Human error can become an issue when this is done by individuals or teams who do not completely understand the numbers and patterns they are seeing. There is also an obstacle presented when there are various channels and platforms which are generating leads or sales for the business. In this case, any omission can skew results and provide an inaccurate picture. So, when used in decision making, there is the possibility of ineffective and unsuccessful changes.
But while data gathering becomes more and more autonomous, the possibility of human error is lessened. Although, this may add fuel to the next issue.
Drawing a line
The benefits of data and insights are clear, particularly as the tasks of collection and analysis become less of a burden for businesses and their people thanks to automation and AI advancements. But due to how effortless data collection and analysis is becoming, we can only expect more businesses to be doing it, meaning its ability to offer each individual company something unique is also being lessened.
So, businesses need to look elsewhere for their edge. And interestingly, this is where a line should be drawn and human judgement should be used in order to set them apart from the competition and differentiate from what everyone else is doing.
It makes perfect sense when you think about it. Your business is unique for a number of reasons, but mainly because of the brand, its values, reputation and perceptions of the services you are upheld by. And it’s usually these aspects that encourage consumers to choose your business rather than a competitor.
But often, these intangible aspects are much more difficult to measure and monitor through data collection and analysis, especially in the autonomous, number-driven format that many platforms utilise.

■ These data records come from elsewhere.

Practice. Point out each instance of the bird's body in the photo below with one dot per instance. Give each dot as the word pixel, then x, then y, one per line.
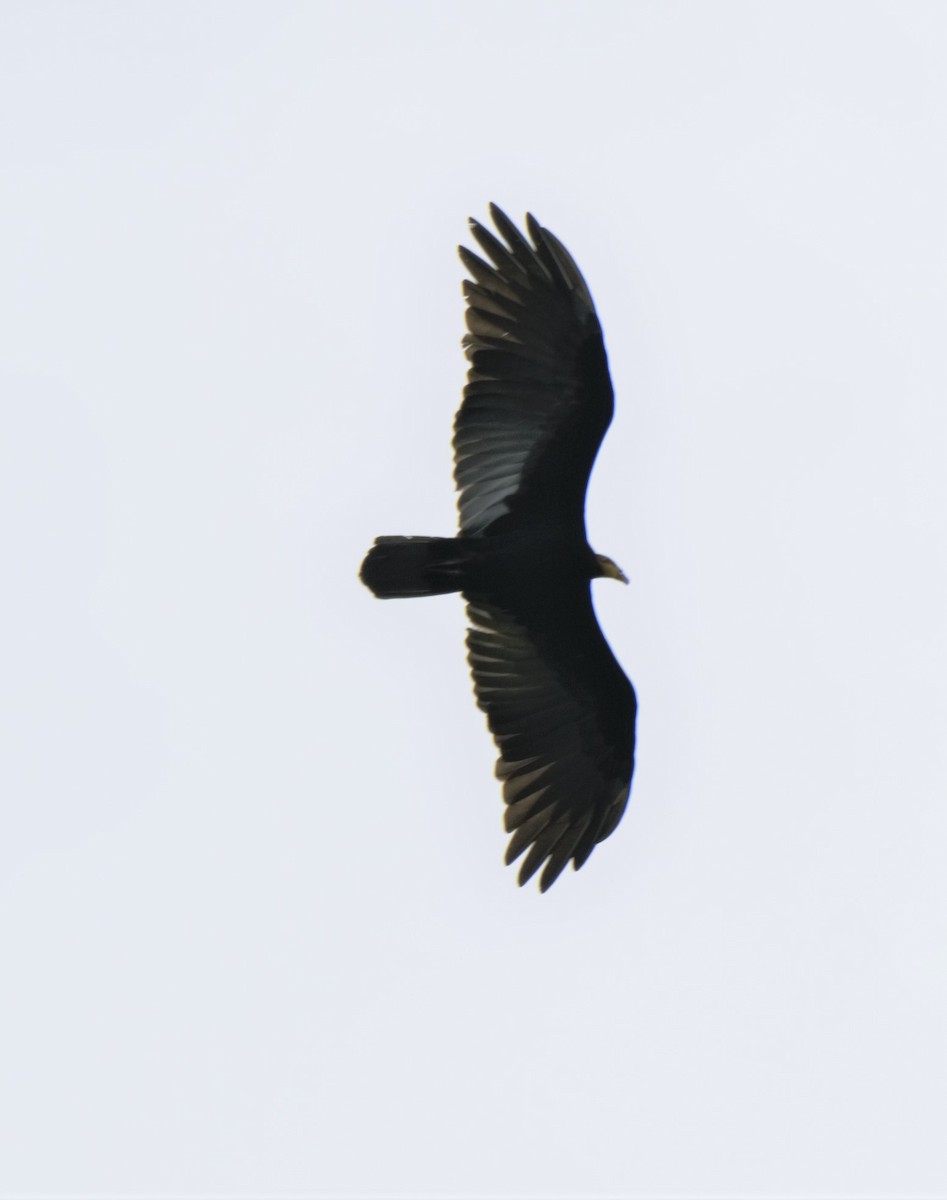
pixel 537 405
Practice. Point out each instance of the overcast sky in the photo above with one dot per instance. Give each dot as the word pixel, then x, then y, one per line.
pixel 256 936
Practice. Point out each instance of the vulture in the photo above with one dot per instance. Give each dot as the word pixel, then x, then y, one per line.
pixel 535 407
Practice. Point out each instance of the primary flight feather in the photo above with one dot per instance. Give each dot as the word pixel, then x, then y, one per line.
pixel 535 407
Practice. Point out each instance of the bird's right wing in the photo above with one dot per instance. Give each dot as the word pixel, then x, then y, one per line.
pixel 538 397
pixel 562 713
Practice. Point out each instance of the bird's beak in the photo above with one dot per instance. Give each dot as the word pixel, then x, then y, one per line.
pixel 611 570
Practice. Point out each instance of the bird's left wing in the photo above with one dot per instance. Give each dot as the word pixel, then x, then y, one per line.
pixel 562 713
pixel 538 397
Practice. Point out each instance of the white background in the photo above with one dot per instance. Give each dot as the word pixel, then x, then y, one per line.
pixel 256 935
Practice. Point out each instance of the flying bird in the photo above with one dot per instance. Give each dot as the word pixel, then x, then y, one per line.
pixel 535 407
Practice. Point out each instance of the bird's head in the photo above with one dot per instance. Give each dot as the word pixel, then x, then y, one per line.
pixel 609 570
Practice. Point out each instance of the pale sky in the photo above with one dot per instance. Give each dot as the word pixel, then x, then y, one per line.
pixel 256 934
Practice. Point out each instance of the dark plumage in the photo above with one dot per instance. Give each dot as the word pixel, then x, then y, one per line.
pixel 535 407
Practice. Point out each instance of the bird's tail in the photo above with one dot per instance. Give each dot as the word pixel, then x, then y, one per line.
pixel 413 567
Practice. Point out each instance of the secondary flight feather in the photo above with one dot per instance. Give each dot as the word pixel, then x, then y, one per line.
pixel 535 407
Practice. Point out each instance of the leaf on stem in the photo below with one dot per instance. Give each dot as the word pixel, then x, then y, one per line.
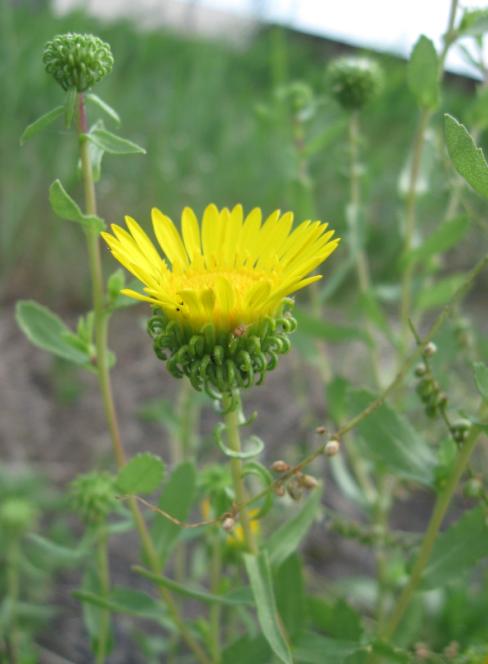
pixel 41 123
pixel 259 573
pixel 65 207
pixel 468 160
pixel 142 474
pixel 423 74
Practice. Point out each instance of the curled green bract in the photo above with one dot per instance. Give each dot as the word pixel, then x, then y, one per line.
pixel 77 60
pixel 219 362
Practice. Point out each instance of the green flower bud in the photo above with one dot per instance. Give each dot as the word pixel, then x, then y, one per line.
pixel 93 496
pixel 77 60
pixel 219 362
pixel 354 81
pixel 17 515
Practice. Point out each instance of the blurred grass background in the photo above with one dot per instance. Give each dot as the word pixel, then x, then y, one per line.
pixel 206 113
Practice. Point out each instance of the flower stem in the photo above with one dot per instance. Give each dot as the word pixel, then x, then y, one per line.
pixel 101 331
pixel 104 579
pixel 234 440
pixel 440 509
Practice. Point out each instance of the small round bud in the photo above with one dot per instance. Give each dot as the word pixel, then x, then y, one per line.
pixel 93 496
pixel 309 482
pixel 430 349
pixel 77 60
pixel 354 81
pixel 280 466
pixel 228 524
pixel 331 447
pixel 17 515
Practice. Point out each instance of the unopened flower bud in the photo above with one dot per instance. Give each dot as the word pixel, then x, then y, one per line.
pixel 228 524
pixel 430 349
pixel 331 447
pixel 77 60
pixel 280 466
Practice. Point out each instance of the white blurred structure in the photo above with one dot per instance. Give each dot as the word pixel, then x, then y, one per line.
pixel 392 26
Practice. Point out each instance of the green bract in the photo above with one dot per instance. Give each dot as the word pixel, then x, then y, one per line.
pixel 77 60
pixel 353 81
pixel 217 361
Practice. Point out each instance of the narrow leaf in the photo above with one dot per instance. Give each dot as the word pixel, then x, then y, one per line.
pixel 177 499
pixel 41 123
pixel 47 331
pixel 259 573
pixel 389 439
pixel 458 549
pixel 285 540
pixel 103 106
pixel 142 474
pixel 481 379
pixel 468 160
pixel 65 207
pixel 423 74
pixel 112 143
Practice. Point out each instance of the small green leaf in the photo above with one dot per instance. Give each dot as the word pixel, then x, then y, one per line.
pixel 41 123
pixel 285 540
pixel 468 160
pixel 112 143
pixel 439 293
pixel 316 649
pixel 176 498
pixel 47 331
pixel 423 74
pixel 481 379
pixel 447 235
pixel 321 329
pixel 142 474
pixel 259 573
pixel 389 439
pixel 103 106
pixel 457 549
pixel 65 207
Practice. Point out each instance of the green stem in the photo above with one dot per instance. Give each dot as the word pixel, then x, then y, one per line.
pixel 440 509
pixel 104 579
pixel 101 330
pixel 215 609
pixel 234 440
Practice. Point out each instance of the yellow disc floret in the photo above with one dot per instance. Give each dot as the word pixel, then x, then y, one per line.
pixel 230 271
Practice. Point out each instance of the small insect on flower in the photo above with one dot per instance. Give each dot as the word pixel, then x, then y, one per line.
pixel 220 294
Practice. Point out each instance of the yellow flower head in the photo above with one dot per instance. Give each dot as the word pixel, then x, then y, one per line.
pixel 231 271
pixel 220 292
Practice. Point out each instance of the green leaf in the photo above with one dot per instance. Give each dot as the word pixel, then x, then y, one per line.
pixel 237 597
pixel 142 474
pixel 423 74
pixel 95 100
pixel 322 329
pixel 439 293
pixel 66 208
pixel 447 235
pixel 112 143
pixel 468 160
pixel 177 499
pixel 259 573
pixel 285 540
pixel 481 379
pixel 290 594
pixel 457 549
pixel 390 440
pixel 47 331
pixel 41 123
pixel 315 649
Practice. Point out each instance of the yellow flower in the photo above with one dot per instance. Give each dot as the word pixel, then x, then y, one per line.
pixel 229 271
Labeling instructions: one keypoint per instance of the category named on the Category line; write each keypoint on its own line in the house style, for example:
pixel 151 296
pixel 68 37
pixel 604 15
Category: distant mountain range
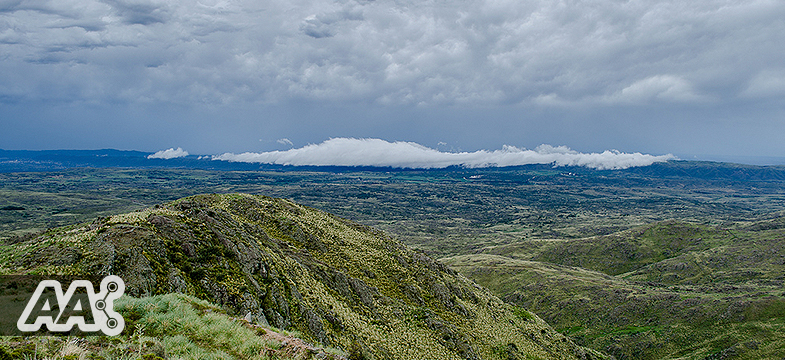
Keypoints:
pixel 51 160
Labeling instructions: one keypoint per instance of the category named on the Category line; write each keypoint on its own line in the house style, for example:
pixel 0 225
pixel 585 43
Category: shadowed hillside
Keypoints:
pixel 284 265
pixel 666 290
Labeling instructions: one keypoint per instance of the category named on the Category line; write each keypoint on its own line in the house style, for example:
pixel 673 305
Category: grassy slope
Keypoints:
pixel 172 326
pixel 293 267
pixel 668 290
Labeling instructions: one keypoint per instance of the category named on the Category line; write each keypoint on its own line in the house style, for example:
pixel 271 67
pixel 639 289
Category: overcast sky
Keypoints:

Here then, there is a great case for businesses to use their own judgements, expertise and experiences to determine what works well and what does not. For instance, you can begin to determine consumer perceptions towards a change in your product or services, which quantitative data may not be able to pick up until much later when sales figures begin to rise or fall. And while the data will eventually pick it up, it might not necessarily be able to help you decide on what an appropriate alternative solution may be, should the latter occur.
Human judgement, however, can listen to and understand qualitative feedback and consumer sentiments which can often provide much more meaningful insights for businesses to base their decisions on.
So, when it comes to competitor analysis, using insights generated from figure-based data sets and performance metrics is key to ensuring you are doing the same as the competition.
But if you are looking to get ahead, you may want to consider taking a human approach too.